Universal Robots Debuts AI Trainer with Real-World Feedback
With force-aware learning, UR AI Trainer enables robots to train using real-world data, improving automation performance.
Universal Robots has announced its newest tool for training AI, the UR AI Trainer. The UR AI Trainer was released at NVIDIA GTC in San Jose, CA, earlier this month, and is the first step in moving robotic control from pre-programmed applications to fully automated, AI-developed routines. This tool has been made possible through the collaboration of Universal Robots and Scale AI.

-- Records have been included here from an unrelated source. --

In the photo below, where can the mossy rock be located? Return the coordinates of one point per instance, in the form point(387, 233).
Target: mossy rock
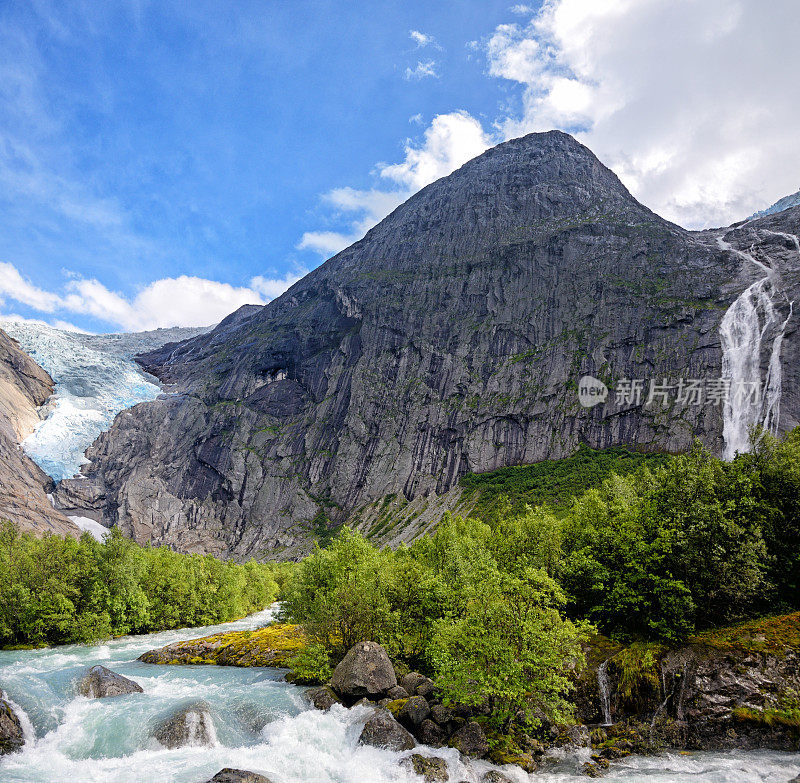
point(273, 646)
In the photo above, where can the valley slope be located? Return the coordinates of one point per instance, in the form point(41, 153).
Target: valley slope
point(450, 339)
point(24, 388)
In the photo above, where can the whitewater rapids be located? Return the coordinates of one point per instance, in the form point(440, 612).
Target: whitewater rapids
point(95, 379)
point(261, 723)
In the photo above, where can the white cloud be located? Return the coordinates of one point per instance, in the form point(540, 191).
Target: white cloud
point(172, 301)
point(16, 287)
point(363, 208)
point(422, 70)
point(449, 142)
point(422, 39)
point(689, 102)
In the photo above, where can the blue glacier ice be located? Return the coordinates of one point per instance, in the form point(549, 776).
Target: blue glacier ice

Universal Robots unveiling the UR AI Trainer at NVIDIA GTC. Image used courtesy of Universal Robots
The Lab to Factory Gap
In the hallway of the New Mexico Tech physics department, there is a sign that reads, “The difference between theory and reality is that in theory, there is no difference, but in reality, there is.” Unfortunately, many good ideas never bridge the gap between the laboratory and the real world. Likewise, simulations and training modules developed in the lab or in the training room often fall short when applied on the factory floor.
One of the primary goals of this partnership is to bridge the lab-to-factory gap, especially in AI training. Often, robot training routines do not accurately reflect what is happening in the real manufacturing world. Hodge-podges of hardware, low-fidelity data capture, and other such problems plague training routines. Often, training routines rely entirely on visual data and lack a way to capture or simulate physical feedback.
UR AI Trainer
The UR AI Trainer is different. Rather than relying solely on visual data, it uses Direct Torque Control and force feedback to assist in robot training. Direct Torque Control is Universal Robots’ solution for programming robots to take full advantage of torque, force, and other mechanical measurements to determine object grip strength, work around humans, and handle other challenging tasks. Besides showing what robots should “look like” during motion, the Direct Torque Control shows robots what they should “feel like” while interacting with the real world. This is rolled into the UR AI Trainer so it can be more effective at training robot motion control.

Direct Torque Control allows robots to be “force aware”. When combined with UR AI Trainer, this shows how robots should “feel”, not just how they should “look.” Image used courtesy of Universal Robots
UR AI Trainer is implemented by an operator guiding a “leader” robot through a series of tasks, and then the other robots mirror these actions. During motion, the leader robot records all motion, force, and visual data and compiles them into a Vision-Language-Action (VLA) dataset for use by other robots.
The Future of AI Training
Who better to decide how a machine should operate than another machine? The UR AI Trainer is the first step in having machines train machines. Many robotic cells are simple to program through “teach” pendants, trained motions, and so on. AI can determine optimized tool paths, balance speed and control, and develop smart workflows, all while adhering to preset safety rules. Most of the processing power can run on the AI’s native computer, without significantly boosting processing on the robots themselves.